Live data from database to shown on webpage without ajax

Posted November 13, 2015 8.3k views


I’m trying to add some live data to my webpage, I know about ajax, but I do not like that it calls every time to receive the data.

I’m looking for a solution similar to the one DO used on the homepage with how many dropblets that had been spinned up. the counter kept raising after page load

How did they make that?, I don’t remember seeing my browser calling anything all the time.

I prefer a solution working with PHP.

These answers are provided by our Community. If you find them useful, show some love by clicking the heart. If you run into issues leave a comment, or add your own answer to help others.

Submit an Answer
1 answer


IIRC, DigitalOcean uses Ember in quite a few areas which requires NodeJS and implements jQuery which uses Javascript, all of which are capable of using AJAX to process background requests for data.

A NodeJS app, for example, could read from a JSON file on startup. That same JSON file could be updated by another portion of the app which then updates the counter. Since NodeJS is the web server, updates to such would not require a page refresh nor spawn a noticeable background processes. In the case of this example app, the “background” process would be handled by another part of the app.

Without Javascript, jQuery, AJAX or NodeJS, PHP alone would not be able to update asynchronously as it simply doesn’t provide a way to do so natively.
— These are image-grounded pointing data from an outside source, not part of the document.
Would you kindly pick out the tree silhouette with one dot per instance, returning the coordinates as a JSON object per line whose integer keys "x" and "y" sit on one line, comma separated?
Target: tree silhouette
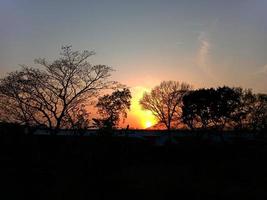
{"x": 112, "y": 107}
{"x": 165, "y": 101}
{"x": 224, "y": 107}
{"x": 49, "y": 95}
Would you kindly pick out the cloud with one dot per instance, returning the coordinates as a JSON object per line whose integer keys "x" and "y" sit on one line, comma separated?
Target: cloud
{"x": 263, "y": 70}
{"x": 203, "y": 53}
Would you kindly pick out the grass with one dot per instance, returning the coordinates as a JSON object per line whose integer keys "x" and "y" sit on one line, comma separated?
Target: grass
{"x": 68, "y": 167}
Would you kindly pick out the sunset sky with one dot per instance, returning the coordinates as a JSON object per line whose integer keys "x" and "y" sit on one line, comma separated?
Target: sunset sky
{"x": 206, "y": 43}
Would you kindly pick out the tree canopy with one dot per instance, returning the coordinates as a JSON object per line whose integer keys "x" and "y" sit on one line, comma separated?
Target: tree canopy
{"x": 165, "y": 101}
{"x": 51, "y": 94}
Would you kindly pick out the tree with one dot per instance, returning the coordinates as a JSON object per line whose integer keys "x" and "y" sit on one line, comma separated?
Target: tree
{"x": 165, "y": 101}
{"x": 112, "y": 107}
{"x": 47, "y": 96}
{"x": 224, "y": 107}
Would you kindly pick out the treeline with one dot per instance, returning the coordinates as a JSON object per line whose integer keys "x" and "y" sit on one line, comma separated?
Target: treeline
{"x": 177, "y": 105}
{"x": 56, "y": 95}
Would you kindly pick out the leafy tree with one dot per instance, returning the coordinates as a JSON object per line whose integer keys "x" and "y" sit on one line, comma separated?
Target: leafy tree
{"x": 165, "y": 101}
{"x": 48, "y": 95}
{"x": 112, "y": 107}
{"x": 210, "y": 108}
{"x": 225, "y": 107}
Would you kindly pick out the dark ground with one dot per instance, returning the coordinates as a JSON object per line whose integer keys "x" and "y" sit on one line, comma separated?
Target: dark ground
{"x": 65, "y": 167}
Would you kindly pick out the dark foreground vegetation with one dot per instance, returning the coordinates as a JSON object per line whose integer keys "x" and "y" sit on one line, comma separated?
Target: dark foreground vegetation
{"x": 73, "y": 167}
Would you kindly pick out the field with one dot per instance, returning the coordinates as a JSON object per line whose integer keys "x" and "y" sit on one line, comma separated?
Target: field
{"x": 72, "y": 167}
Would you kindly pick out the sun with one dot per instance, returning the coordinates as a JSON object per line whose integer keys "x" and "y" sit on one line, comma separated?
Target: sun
{"x": 148, "y": 124}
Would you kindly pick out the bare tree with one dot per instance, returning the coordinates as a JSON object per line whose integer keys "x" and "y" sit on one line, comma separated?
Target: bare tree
{"x": 165, "y": 101}
{"x": 113, "y": 107}
{"x": 47, "y": 96}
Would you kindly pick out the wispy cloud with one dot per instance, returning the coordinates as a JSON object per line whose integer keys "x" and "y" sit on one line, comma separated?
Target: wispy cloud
{"x": 203, "y": 53}
{"x": 262, "y": 70}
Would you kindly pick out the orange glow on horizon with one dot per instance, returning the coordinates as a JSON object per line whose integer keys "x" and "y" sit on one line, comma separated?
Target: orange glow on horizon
{"x": 144, "y": 118}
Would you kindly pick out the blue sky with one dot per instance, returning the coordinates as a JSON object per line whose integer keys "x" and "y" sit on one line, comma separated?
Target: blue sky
{"x": 203, "y": 42}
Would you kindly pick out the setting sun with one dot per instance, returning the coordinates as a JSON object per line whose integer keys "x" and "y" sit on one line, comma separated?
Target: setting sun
{"x": 148, "y": 124}
{"x": 140, "y": 118}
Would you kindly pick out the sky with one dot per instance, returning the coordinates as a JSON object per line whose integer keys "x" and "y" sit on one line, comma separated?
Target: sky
{"x": 206, "y": 43}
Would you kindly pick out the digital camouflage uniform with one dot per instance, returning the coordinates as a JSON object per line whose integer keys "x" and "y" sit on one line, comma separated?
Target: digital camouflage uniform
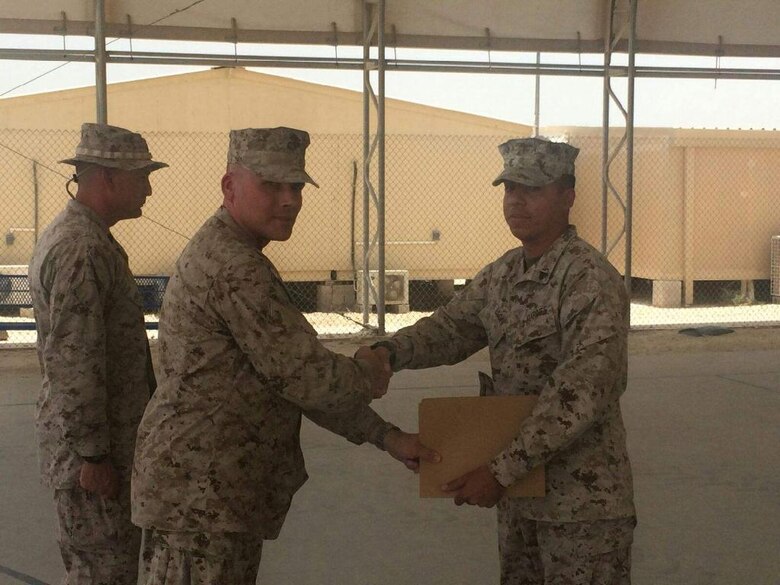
{"x": 97, "y": 374}
{"x": 557, "y": 330}
{"x": 218, "y": 456}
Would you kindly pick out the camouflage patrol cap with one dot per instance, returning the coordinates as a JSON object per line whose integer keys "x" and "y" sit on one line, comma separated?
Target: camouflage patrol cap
{"x": 113, "y": 147}
{"x": 536, "y": 162}
{"x": 277, "y": 154}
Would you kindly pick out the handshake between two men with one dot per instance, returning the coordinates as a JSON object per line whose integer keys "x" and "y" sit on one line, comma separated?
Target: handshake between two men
{"x": 478, "y": 487}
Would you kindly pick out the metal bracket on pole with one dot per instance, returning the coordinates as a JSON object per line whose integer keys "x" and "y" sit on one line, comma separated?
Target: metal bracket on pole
{"x": 234, "y": 26}
{"x": 64, "y": 30}
{"x": 373, "y": 27}
{"x": 100, "y": 62}
{"x": 335, "y": 40}
{"x": 489, "y": 43}
{"x": 626, "y": 142}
You could opt to use React (link), which is a PHP library, though then you’d be diving in to socket connections via PHP (an example of such is actually on the homepage).
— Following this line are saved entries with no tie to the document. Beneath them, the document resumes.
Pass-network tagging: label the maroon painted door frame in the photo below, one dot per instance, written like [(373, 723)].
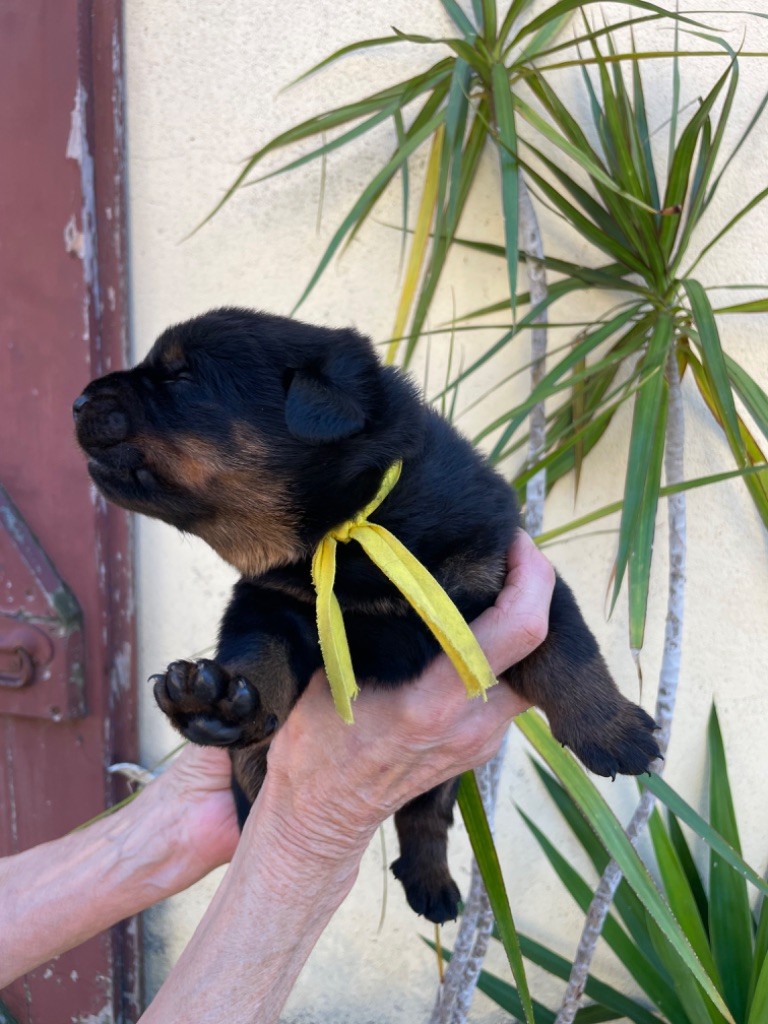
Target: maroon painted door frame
[(62, 321)]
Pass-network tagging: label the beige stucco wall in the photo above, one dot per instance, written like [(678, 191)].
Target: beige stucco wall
[(203, 81)]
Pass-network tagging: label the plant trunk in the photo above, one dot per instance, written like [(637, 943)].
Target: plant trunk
[(668, 683), (455, 995)]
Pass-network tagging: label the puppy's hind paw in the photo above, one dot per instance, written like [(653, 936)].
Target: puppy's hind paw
[(620, 743), (433, 894)]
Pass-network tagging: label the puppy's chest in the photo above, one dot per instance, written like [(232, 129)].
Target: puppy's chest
[(466, 574)]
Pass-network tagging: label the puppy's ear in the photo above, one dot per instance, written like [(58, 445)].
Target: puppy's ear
[(335, 388), (318, 412)]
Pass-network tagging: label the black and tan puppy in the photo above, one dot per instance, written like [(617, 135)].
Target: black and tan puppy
[(260, 434)]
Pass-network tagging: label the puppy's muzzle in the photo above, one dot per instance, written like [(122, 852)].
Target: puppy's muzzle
[(99, 420)]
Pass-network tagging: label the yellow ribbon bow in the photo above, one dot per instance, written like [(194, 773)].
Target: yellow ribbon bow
[(416, 584)]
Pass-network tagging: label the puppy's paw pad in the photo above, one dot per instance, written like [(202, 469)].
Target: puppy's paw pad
[(623, 744), (209, 705), (433, 894)]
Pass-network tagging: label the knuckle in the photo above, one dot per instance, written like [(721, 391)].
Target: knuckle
[(534, 628)]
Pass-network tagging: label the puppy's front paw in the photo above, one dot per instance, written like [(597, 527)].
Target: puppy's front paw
[(430, 892), (211, 706), (612, 740)]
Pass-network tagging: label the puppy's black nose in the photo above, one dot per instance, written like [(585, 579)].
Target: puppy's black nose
[(80, 402)]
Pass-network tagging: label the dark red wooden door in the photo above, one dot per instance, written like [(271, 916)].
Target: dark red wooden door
[(62, 321)]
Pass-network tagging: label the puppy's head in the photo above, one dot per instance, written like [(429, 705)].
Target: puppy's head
[(255, 432)]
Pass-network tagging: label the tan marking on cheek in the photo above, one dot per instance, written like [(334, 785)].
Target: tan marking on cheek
[(184, 461), (252, 525)]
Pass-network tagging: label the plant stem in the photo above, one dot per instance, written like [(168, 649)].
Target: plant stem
[(455, 995), (668, 684)]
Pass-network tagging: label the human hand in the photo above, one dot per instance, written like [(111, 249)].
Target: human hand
[(330, 784), (197, 785)]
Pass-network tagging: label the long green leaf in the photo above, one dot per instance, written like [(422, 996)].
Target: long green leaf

  • Thanks, it makes sense.

    However. I still don’t understand how they could do it @ that speed, did they just have an json in the background where some other job updated the number? how did they do that in real time?

    I can easily update a counter with PHP, but not nearly in real time, and would create lots of overhead.

    • @g33k1e.l33t

      The way Ember “functions” (even on a very simple application), if Ember is what is being used on the frontend, is actually pretty amazing :-). Route transitions are seamless, or at the very least, they appear to be. What would normally be a page load (if you clicked on a standard link), was made to appear as if everything was pre-loaded the first time the first request was made (the only exception was larger data calls, which were loaded async at near-instant speed).

      Ember is still something I’m actually learning and due to the rapid development of the framework, it’s by trial and error (by reading the docs), though given the way it works from a very very basic application standpoint, I’d say it’s entirely possible. If not with Ember alone, then with NodeJS + another application.

      I used to be opposed to NodeJS as, let’s face it, Javascript can be a little bloated and from misuse of jQuery in many instances (in standard applications), it’s a reasonable opposition to have. I’ve seen many websites bogged down from horrible coding practices and what I would simply refer to as “slop.”

      Over time, however, the more I look at what’s available and what can be done, the more I see more and more utility for NodeJS, whether it’s standalone or in combination with PHP.